Tuesday, August 28, 2007

Square Peg


Two and a half years ago, I was deep in the middle of treatment. I had lost my hair for the second time in a year, had gained 25 pounds (talk about adding insult to an injury!) , felt weak, and just GROSS frankly. I decided it was time to do something, anything to take back what was mine. I lived for many years in a great mountain town, working for the newspaper, and working with a great bunch of misfits, freaks, and geniuses. Every year there is a Race For the Cure in the little town and I went up to participate along with my best friend, her little girl and about 10 friends who still live there. The day before the Race, I walked around town visiting some old friends and went to pick up my race shirt and numbers. I picked up the shirt and my heart just SANK. It was the ugliest, most depressing Tshirt I have ever seen. Like cancer is not bad enough, I am going to have to wear this piece of crap. It was super ugly pink and had these creepy funereal doves with the saying "on the wings of a dove..." or some such dreck. I was talking to a local gal who is also a Survivor (and whose husband cheated on her while she went through treatment-can you BELEIVE that?! ) and she agreed they were UGLY. She wanted to wear one that said "f*ck cancer and f*ck Scott too". I really wished we could have had some made but the organizers would probably not dig it.

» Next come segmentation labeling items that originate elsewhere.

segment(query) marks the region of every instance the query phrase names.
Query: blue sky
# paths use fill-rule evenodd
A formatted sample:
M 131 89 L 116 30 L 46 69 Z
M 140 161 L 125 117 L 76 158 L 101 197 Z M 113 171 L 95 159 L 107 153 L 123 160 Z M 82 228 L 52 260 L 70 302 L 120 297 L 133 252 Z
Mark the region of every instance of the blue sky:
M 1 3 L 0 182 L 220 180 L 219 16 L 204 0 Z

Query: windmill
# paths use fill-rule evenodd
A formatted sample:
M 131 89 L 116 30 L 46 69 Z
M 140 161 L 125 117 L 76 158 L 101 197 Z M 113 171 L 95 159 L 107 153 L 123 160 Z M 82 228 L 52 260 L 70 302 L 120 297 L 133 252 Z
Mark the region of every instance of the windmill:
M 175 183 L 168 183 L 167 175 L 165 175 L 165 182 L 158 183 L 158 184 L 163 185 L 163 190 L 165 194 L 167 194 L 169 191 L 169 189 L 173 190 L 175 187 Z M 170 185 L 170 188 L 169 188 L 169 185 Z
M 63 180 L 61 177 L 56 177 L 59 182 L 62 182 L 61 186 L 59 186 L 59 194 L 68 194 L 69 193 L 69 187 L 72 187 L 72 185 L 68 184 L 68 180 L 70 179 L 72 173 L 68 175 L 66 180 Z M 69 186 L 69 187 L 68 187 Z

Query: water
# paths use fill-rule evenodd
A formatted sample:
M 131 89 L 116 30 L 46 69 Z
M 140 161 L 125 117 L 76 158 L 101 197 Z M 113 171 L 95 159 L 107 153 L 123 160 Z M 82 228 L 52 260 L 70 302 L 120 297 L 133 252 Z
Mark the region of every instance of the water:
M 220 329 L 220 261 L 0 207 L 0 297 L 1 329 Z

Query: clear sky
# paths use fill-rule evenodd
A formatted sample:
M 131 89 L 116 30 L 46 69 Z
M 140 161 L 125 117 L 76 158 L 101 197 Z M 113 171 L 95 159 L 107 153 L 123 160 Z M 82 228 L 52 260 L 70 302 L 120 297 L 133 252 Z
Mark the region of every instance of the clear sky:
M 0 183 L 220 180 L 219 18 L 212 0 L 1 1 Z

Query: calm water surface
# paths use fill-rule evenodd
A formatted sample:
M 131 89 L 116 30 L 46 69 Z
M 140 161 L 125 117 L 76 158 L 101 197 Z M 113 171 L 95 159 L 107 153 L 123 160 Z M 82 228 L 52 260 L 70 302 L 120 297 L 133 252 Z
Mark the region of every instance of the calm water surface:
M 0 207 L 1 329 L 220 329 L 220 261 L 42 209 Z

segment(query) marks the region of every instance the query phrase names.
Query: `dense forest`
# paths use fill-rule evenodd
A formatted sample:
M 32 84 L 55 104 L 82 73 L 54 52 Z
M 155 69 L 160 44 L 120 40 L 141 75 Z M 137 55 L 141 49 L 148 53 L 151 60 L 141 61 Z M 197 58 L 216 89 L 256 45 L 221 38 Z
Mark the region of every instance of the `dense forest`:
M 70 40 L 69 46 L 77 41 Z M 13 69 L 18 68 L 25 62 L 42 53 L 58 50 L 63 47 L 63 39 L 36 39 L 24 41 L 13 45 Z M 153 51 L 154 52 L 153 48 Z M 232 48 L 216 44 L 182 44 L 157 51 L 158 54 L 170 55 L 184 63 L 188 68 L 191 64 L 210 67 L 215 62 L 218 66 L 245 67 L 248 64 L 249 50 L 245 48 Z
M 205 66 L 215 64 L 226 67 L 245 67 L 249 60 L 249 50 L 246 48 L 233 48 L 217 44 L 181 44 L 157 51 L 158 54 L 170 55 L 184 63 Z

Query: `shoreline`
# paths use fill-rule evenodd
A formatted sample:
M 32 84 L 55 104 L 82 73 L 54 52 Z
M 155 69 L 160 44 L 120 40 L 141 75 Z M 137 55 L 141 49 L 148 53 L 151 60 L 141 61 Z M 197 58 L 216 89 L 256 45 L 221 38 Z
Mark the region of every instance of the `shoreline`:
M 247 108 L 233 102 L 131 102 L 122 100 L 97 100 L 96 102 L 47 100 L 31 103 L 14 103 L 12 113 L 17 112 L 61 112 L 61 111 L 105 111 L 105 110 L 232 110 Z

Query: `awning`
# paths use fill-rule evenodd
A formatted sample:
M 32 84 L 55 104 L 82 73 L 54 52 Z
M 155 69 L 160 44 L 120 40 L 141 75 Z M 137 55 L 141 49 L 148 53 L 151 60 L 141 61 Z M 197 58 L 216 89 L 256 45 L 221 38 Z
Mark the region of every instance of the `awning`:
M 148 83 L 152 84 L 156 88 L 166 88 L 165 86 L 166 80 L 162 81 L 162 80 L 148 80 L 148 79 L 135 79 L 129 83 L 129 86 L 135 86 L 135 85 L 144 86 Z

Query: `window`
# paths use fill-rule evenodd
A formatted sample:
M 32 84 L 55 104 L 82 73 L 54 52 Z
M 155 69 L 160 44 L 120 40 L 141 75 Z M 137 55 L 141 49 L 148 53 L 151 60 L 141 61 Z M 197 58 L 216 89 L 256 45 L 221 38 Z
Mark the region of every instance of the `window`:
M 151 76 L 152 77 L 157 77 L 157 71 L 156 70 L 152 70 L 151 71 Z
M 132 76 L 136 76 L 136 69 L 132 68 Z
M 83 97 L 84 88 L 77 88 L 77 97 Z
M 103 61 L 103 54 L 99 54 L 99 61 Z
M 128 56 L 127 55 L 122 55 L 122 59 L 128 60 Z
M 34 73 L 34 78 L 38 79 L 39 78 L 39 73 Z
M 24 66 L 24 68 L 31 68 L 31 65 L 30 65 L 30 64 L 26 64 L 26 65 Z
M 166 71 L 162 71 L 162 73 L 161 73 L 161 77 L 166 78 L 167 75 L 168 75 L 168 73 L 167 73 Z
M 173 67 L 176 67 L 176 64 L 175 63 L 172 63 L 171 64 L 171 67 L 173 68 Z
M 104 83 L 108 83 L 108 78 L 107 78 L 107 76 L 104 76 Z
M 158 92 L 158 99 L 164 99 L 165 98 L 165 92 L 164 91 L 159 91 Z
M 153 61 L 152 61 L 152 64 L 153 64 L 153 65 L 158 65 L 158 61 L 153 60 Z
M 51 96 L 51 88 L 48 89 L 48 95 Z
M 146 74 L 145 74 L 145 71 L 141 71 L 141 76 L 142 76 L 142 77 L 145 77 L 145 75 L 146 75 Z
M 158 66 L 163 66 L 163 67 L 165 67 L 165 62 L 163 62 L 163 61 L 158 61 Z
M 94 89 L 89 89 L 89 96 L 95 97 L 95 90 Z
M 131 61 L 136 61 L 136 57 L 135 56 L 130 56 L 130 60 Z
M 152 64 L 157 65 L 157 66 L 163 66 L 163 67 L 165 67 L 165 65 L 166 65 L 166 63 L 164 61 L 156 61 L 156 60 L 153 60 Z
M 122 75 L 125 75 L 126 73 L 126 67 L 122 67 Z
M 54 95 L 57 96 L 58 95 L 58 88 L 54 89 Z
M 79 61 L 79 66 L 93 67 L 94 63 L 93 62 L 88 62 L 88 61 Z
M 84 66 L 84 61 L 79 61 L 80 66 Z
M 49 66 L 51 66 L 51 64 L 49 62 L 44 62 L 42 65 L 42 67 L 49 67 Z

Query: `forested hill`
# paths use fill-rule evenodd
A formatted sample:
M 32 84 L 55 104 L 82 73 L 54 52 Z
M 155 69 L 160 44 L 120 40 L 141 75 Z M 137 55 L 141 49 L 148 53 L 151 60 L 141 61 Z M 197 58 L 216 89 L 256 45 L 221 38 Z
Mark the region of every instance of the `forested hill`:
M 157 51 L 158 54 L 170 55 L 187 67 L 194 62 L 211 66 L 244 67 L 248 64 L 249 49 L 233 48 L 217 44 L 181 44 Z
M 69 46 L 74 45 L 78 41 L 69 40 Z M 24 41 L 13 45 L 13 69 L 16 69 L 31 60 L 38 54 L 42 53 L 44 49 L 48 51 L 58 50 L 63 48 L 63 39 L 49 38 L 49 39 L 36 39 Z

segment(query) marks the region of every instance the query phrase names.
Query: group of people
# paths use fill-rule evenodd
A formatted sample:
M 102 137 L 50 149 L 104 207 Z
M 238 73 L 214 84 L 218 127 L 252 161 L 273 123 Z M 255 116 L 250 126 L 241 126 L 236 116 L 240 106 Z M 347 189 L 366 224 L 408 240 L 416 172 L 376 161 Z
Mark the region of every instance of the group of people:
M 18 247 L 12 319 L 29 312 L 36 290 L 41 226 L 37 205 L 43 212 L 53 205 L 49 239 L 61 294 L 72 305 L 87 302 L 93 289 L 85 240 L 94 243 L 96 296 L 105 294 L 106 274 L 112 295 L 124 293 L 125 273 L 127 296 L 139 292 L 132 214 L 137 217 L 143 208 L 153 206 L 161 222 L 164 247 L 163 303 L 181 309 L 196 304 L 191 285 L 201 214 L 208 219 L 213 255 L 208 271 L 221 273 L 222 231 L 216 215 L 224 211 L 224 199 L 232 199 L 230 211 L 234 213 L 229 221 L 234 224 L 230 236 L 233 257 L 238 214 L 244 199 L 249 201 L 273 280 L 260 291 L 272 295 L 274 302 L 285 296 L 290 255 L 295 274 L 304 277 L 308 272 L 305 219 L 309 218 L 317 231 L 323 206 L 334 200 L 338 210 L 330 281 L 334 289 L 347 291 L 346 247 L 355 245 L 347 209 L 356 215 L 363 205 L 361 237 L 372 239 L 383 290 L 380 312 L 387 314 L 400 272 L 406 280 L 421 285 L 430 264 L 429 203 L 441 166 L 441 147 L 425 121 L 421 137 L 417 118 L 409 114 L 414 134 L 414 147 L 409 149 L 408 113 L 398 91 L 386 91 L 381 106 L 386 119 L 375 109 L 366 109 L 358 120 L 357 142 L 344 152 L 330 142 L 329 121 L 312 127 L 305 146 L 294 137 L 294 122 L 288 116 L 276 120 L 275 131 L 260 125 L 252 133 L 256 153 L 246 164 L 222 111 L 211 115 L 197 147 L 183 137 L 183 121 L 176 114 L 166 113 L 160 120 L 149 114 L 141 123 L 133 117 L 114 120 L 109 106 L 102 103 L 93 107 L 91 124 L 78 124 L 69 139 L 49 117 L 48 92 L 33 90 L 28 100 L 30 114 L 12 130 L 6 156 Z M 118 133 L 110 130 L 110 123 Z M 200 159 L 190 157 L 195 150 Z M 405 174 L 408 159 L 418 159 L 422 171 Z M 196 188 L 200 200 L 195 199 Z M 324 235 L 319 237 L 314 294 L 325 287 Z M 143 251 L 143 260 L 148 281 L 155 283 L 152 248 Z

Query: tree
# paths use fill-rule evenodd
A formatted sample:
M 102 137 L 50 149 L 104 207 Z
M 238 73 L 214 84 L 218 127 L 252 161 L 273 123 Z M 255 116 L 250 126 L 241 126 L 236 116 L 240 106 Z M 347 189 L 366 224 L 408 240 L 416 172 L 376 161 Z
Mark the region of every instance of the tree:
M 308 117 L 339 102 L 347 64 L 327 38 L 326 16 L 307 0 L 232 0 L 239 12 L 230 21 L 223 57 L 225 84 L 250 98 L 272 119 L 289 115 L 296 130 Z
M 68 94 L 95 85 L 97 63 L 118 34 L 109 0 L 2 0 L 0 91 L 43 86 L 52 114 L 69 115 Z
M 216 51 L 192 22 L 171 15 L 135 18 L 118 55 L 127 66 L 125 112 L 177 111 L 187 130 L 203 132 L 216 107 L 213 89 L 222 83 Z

I managed to get a local guy to airbrush a tshirt for me that says CANCER SUCKS and on the back it says cckma- which he said means either "cancer can't kick my ass" or "cancer can kiss my ass" . Either one was fine with me.
The morning of the race was beatiful and all my gals showed up in fine form. The majority of those I passed high fived me on the Tshirt. It's true, cancer does suck.

It was a 5k which is nothing unless you have had 12 rounds of chemo. The after-ceremony was bizarre and I felt like I was being initiated into a cult. They had all the survivors stand on a stage in front of everyone and wave these pink roses. All the Survivors knew the words to some song they were singing and started swaying. For anyone who knows me-this is my idea of a nightmare. I was laughing /crying. My friends were split-"Is she overwhelmed by the emotion?" My best friend was laughing hysterically and told them " No- she is freaking out, someone go get her" This may seem crass but I think it is just as crass to dress up the leading cancer killer of women in pink and act like it is a creepy sorority.

I went back to my place and slept for 10 hours.


The reason I am dredging all this back up is that my friend , # 761 in the pic, is on her last journey from this world right now. She was diagnosed with esophageal cancer last February and is 35 years old. Cancer is a horrible disease.

Thursday, August 23, 2007

Friday night at the ER

I have been trying to take a vacation from cancer and see how it fares........apparantly this is a foolish notion as I lost a very good friend and another girl who was a cancer acquaintance-both young and it is still too painful to talk about. So instead, I will tell the tale of the 80 year old woman who has possessed me and is giving me all her creepy old lady diseases. I should have known sooner, I had pleurisy at the age of 10 when I got home from 2 weeks at freezing wet camp. Then I had gastroenteritis at 20! I mean, who even knows what these conditions ARE at that age?

Friday night, I am hunkered down, watching On Demand at my house sitting gig. My upper back starts aching as does my upper abdomen. I swam fairly hard that day so I thought maybe I tweaked my back and took a hot bath but it still was hurting and felt worse. I was having this dilemma of "Does this really hurt or am I being a wuss? Is it getting worse or am I imagining it? Should I go to the Dr or just try and go to sleep?" I could not get comfortable and decided to stretch out my back which did NOT help. I soon began thinking I should just go to the ER because I could sleep if I couldn't lie down. I made a couple calls and couldn't get any family or friends on the phone so I drove myself. It started REALLY hurting and I ended up going through red lights like a mad woman. I get to the ER, they get me right in, thankfully. Getting an IV in was a nightmare, as usual, but the pain medication helped for a while. I had lidocaine-GROSS beyond imagination, x rays, a CT scan, and they couldn't find anything. Around noon the next day, they gave me a sonogram and decided I have gallstones. Gallstones?! I am officially 80 years old. I am in a holding pattern until next week to see if the gall bladder goes. Whatever.

The good news is: It is NOT cancer!!!!!! I was so happy to have those scans to let me know that NO, cancer is NOT everywhere in my liver. And after a little investigation, I have learned that there is actually a market for human gallstones somewhere in Asia and I am not above an Ebay auction. The mind reels with the possibilities.